In this assignment you will be working with a file of 30,000 fake customers.
(Yes, it really is fake information which was generated randomly, so no trying to sell it after class! Heh.)
- FakeCustomerData.zip (right click and choose "save
as". Then unzip the archive and you will find a txt file with all the information inside.)
In order to complete this assignment, you should create a file called lab14.py.
Complete the following steps in the order listed.
- Write the getStateDistribution() method:
- BACKGROUND :
- In order to understand where our customers come from we might want to
search to see how many customers come from each state.
- ACTION :
- Add to lab14.py the method called getStateDistribution().
- This method will be a specialized method that works on our one
file so it takes no parameters.
- This method:
- opens the file "FakeCustomerData.txt" and reads it in line by line
- for each line (not including the header line) it splits the data...
- pulls out the state for that customer...
- and keeps track of the
number of times we have seen each state.
- This method sorts and prints the final counts from each state
(see the screenshots following this set of instructions
- TESTING :
- Consider the screenshot below and compare your counts to the partial
list of counts listed there.
...
- Write the getColumnDistribution(filename,columnNum) method.

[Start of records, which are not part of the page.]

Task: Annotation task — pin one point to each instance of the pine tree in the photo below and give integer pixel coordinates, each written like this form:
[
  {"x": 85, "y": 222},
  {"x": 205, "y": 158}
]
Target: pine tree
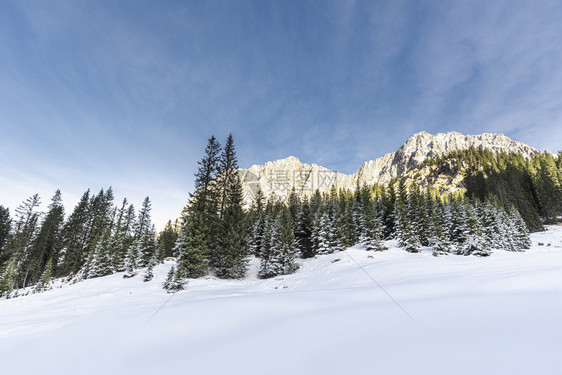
[
  {"x": 145, "y": 234},
  {"x": 149, "y": 274},
  {"x": 7, "y": 279},
  {"x": 132, "y": 258},
  {"x": 521, "y": 238},
  {"x": 20, "y": 243},
  {"x": 175, "y": 281},
  {"x": 438, "y": 237},
  {"x": 101, "y": 263},
  {"x": 200, "y": 219},
  {"x": 371, "y": 236},
  {"x": 475, "y": 241},
  {"x": 48, "y": 242},
  {"x": 280, "y": 259},
  {"x": 256, "y": 238},
  {"x": 74, "y": 237},
  {"x": 45, "y": 280},
  {"x": 303, "y": 231},
  {"x": 407, "y": 237},
  {"x": 231, "y": 254},
  {"x": 166, "y": 240},
  {"x": 227, "y": 170},
  {"x": 5, "y": 228},
  {"x": 322, "y": 234}
]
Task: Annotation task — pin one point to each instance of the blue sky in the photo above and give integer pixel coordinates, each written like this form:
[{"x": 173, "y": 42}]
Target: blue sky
[{"x": 85, "y": 101}]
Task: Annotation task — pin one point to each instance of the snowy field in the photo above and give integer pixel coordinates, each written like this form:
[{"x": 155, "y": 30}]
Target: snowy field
[{"x": 469, "y": 315}]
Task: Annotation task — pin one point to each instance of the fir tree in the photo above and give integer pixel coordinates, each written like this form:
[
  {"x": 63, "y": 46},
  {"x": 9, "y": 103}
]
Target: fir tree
[
  {"x": 45, "y": 280},
  {"x": 280, "y": 259},
  {"x": 25, "y": 230},
  {"x": 231, "y": 253},
  {"x": 303, "y": 231},
  {"x": 5, "y": 228},
  {"x": 48, "y": 242},
  {"x": 101, "y": 263},
  {"x": 174, "y": 281},
  {"x": 74, "y": 237},
  {"x": 166, "y": 240},
  {"x": 7, "y": 279},
  {"x": 371, "y": 236},
  {"x": 256, "y": 238},
  {"x": 200, "y": 219},
  {"x": 149, "y": 274}
]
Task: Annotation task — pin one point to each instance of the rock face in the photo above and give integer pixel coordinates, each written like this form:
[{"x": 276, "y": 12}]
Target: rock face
[{"x": 277, "y": 178}]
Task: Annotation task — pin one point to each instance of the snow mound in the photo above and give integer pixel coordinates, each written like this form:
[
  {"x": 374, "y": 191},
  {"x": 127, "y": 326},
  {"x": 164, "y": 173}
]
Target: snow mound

- Write the getBirthYearDistribution() method.
- BACKGROUND :
- Method #2 looks like it is going to be really useful, but it isn't as
helpful as we might really like because sometimes the interesting data is
nested inside other data. For example, if I wanted to see how old my
customers are (by looking at the year they were born) I could try to use
method #2 using column 13 (birthdate) but the problem is that this only
stores information for the entire column so I get a LONG dump of data that
starts with:
- ACTION :
- Add to lab14.py the method called getBirthYearDistribution().

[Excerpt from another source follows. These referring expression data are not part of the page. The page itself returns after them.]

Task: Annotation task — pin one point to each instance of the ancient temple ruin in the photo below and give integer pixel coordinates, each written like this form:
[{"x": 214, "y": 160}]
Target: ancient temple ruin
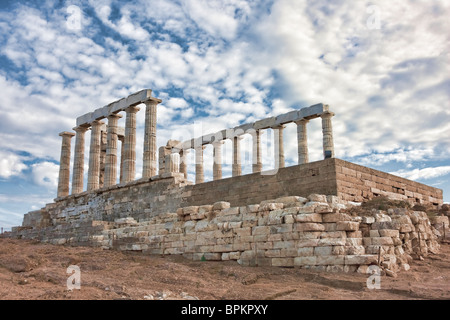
[{"x": 289, "y": 216}]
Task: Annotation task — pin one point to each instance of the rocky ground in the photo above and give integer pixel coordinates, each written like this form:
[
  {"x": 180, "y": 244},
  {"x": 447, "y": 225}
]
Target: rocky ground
[{"x": 31, "y": 270}]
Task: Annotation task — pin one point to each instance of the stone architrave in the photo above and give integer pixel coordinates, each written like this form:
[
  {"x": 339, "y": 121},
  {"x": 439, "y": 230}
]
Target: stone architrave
[
  {"x": 302, "y": 140},
  {"x": 217, "y": 165},
  {"x": 279, "y": 146},
  {"x": 111, "y": 151},
  {"x": 327, "y": 130},
  {"x": 64, "y": 164},
  {"x": 149, "y": 158},
  {"x": 199, "y": 172},
  {"x": 78, "y": 164},
  {"x": 129, "y": 162},
  {"x": 236, "y": 166},
  {"x": 94, "y": 155}
]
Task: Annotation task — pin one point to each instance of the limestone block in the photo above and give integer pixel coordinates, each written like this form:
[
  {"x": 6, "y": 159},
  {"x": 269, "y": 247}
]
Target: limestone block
[
  {"x": 347, "y": 226},
  {"x": 374, "y": 233},
  {"x": 317, "y": 198},
  {"x": 364, "y": 259},
  {"x": 265, "y": 230},
  {"x": 305, "y": 251},
  {"x": 220, "y": 205},
  {"x": 335, "y": 217},
  {"x": 382, "y": 241},
  {"x": 389, "y": 233},
  {"x": 288, "y": 219},
  {"x": 330, "y": 260},
  {"x": 305, "y": 261},
  {"x": 323, "y": 251},
  {"x": 309, "y": 227},
  {"x": 282, "y": 262},
  {"x": 270, "y": 206},
  {"x": 308, "y": 217}
]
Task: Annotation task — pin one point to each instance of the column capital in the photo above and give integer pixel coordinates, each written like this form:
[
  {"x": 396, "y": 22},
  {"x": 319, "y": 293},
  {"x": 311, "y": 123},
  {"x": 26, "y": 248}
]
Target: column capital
[
  {"x": 327, "y": 114},
  {"x": 301, "y": 121},
  {"x": 152, "y": 101},
  {"x": 132, "y": 109},
  {"x": 67, "y": 134},
  {"x": 114, "y": 116}
]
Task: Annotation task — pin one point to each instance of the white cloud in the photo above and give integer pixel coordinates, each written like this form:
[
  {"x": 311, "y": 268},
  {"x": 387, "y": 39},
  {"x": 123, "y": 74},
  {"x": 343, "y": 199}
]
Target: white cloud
[{"x": 423, "y": 174}]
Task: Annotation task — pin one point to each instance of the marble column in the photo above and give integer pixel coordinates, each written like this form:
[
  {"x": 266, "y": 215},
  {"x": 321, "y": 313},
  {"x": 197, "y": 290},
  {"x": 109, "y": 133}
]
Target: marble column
[
  {"x": 78, "y": 164},
  {"x": 256, "y": 153},
  {"x": 236, "y": 166},
  {"x": 279, "y": 148},
  {"x": 149, "y": 159},
  {"x": 327, "y": 130},
  {"x": 217, "y": 155},
  {"x": 199, "y": 172},
  {"x": 183, "y": 162},
  {"x": 94, "y": 155},
  {"x": 122, "y": 144},
  {"x": 302, "y": 141},
  {"x": 64, "y": 164},
  {"x": 129, "y": 162},
  {"x": 111, "y": 151}
]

- This method will be a specialized method that works on our one
file so it takes no parameters.
- This method:
- opens the file "FakeCustomerData.txt" and reads it in line by line
- for each line (not including the header line) it splits the data...

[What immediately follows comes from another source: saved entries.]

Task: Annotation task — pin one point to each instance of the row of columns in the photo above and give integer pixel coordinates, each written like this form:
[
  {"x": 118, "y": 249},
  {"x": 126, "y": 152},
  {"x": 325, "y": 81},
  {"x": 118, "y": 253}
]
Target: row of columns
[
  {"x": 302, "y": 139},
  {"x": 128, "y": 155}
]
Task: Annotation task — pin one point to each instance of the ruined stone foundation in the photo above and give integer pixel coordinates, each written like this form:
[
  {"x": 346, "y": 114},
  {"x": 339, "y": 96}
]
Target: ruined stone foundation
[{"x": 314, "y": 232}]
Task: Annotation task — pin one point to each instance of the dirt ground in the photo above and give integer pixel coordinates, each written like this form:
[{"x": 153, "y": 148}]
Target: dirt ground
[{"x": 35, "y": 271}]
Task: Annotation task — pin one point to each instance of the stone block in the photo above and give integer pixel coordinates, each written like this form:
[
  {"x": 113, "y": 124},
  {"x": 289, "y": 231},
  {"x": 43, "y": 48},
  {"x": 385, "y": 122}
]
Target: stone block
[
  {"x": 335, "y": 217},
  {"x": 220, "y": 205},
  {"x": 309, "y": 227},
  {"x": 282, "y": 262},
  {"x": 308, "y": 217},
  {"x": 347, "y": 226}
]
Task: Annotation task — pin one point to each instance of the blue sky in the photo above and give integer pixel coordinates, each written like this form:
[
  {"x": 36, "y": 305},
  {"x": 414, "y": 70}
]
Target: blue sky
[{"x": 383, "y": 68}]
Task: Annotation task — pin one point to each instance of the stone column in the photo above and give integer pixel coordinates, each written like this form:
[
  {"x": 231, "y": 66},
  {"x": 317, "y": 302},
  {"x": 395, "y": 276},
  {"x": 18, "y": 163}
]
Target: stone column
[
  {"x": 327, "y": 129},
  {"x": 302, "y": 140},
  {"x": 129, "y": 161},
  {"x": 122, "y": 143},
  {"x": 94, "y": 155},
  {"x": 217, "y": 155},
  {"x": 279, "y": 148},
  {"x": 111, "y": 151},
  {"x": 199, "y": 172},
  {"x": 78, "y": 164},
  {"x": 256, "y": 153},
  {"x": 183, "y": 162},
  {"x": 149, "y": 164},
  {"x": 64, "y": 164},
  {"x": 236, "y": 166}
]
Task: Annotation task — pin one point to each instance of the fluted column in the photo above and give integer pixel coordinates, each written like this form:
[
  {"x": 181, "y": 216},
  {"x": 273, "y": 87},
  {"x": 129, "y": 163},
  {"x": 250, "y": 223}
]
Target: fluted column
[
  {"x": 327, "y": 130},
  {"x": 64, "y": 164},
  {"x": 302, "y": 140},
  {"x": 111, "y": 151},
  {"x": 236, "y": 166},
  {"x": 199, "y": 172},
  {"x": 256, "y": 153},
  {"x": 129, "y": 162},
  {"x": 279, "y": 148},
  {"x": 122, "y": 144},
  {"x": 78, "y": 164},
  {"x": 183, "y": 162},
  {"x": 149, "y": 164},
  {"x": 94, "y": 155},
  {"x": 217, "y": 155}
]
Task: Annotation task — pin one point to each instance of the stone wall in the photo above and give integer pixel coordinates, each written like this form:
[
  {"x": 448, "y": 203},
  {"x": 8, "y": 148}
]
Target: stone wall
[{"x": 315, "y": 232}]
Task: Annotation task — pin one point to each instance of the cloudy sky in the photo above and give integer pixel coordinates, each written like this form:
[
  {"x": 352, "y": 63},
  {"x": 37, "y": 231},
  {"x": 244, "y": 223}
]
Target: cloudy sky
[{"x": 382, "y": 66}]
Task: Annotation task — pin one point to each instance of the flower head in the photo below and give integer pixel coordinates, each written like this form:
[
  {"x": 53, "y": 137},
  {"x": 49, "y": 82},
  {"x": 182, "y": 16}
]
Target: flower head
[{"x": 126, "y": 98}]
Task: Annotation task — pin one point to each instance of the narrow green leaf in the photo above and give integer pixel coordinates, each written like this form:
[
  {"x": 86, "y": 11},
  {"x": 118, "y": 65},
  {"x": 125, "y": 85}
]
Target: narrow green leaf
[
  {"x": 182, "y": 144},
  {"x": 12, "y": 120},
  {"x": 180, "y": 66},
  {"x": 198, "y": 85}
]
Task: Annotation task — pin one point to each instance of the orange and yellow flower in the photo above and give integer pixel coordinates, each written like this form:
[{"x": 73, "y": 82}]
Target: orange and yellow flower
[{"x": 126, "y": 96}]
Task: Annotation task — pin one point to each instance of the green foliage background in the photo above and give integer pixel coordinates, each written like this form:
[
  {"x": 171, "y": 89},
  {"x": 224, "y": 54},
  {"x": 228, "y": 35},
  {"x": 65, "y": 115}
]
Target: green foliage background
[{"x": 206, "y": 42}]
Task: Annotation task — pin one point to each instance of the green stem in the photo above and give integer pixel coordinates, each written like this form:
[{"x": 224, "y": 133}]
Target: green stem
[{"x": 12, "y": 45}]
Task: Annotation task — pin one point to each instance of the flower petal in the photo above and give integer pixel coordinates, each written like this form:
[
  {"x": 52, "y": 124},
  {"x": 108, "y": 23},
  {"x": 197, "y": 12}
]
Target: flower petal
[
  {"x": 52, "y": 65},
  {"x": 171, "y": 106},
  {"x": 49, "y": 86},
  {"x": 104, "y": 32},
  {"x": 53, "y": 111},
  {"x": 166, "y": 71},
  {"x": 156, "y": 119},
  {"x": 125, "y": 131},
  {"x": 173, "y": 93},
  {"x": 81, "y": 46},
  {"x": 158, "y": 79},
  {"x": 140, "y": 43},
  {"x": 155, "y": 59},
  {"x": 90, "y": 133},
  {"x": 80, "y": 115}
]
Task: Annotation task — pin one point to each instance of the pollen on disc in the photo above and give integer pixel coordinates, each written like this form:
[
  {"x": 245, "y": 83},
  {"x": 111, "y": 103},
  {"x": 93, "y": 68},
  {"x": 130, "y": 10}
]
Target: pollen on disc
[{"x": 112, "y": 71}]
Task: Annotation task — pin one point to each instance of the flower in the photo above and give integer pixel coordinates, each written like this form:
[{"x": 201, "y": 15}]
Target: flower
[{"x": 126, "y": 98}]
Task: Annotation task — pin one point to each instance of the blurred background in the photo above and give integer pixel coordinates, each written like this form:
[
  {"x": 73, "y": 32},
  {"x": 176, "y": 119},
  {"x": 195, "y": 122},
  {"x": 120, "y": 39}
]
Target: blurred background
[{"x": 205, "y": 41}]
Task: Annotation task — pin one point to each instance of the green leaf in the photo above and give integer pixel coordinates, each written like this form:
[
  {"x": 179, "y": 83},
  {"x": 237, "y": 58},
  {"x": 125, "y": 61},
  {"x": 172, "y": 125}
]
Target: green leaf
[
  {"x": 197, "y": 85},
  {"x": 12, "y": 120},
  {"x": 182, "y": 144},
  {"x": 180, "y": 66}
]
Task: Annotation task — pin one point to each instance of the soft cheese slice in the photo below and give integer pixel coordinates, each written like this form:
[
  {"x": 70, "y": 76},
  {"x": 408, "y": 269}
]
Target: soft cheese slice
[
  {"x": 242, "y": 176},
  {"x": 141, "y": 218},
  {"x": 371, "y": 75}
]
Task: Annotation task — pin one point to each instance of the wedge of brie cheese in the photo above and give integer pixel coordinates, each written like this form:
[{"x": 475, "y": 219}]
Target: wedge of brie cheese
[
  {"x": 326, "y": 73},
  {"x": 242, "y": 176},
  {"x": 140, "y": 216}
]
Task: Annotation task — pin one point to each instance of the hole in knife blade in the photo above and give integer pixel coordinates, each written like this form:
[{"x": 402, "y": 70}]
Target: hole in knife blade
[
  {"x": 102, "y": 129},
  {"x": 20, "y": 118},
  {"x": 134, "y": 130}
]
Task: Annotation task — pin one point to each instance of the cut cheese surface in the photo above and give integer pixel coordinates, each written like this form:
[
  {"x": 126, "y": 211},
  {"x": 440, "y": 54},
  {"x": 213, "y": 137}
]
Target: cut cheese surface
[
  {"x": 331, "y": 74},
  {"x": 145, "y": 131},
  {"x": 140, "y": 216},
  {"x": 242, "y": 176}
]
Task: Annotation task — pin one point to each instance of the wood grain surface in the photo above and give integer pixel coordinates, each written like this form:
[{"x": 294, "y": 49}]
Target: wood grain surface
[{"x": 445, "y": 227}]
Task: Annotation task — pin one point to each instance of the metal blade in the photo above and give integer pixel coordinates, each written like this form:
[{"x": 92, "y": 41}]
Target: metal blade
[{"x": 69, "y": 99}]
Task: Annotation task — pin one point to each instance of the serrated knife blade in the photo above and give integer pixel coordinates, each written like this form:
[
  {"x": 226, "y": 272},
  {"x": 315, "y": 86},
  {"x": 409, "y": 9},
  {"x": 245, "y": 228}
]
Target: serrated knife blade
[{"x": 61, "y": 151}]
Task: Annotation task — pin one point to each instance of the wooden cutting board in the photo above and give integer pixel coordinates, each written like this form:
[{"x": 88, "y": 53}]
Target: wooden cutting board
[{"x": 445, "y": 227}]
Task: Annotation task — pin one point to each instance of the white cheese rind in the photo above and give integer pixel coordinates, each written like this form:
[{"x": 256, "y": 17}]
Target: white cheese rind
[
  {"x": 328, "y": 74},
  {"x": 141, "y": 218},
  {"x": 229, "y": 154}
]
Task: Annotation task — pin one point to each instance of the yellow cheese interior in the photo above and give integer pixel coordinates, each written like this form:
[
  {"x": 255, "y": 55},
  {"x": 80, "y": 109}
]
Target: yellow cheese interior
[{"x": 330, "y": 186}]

- pulls out the birthdate for that customer...
- completes another split on the birthdate to pull out the birth YEAR...
- and keeps track of the number
of times we have seen each year.
- This method sorts and prints the final counts from each year (see
the screenshots following this set of instructions
- TESTING :
- Consider the screenshot below and compare your counts to the partial
list of counts listed there.
...
Final Submission
This week I will again ask you to submit your code for electronic grading, using the eLearning submission system.
Follow the directions on the system to select the appropriate course and assignment and submit
If you worked with a partner, make sure that both you and your partner's names are in the comment header at the top of the file. Submit what you have by the end of lab.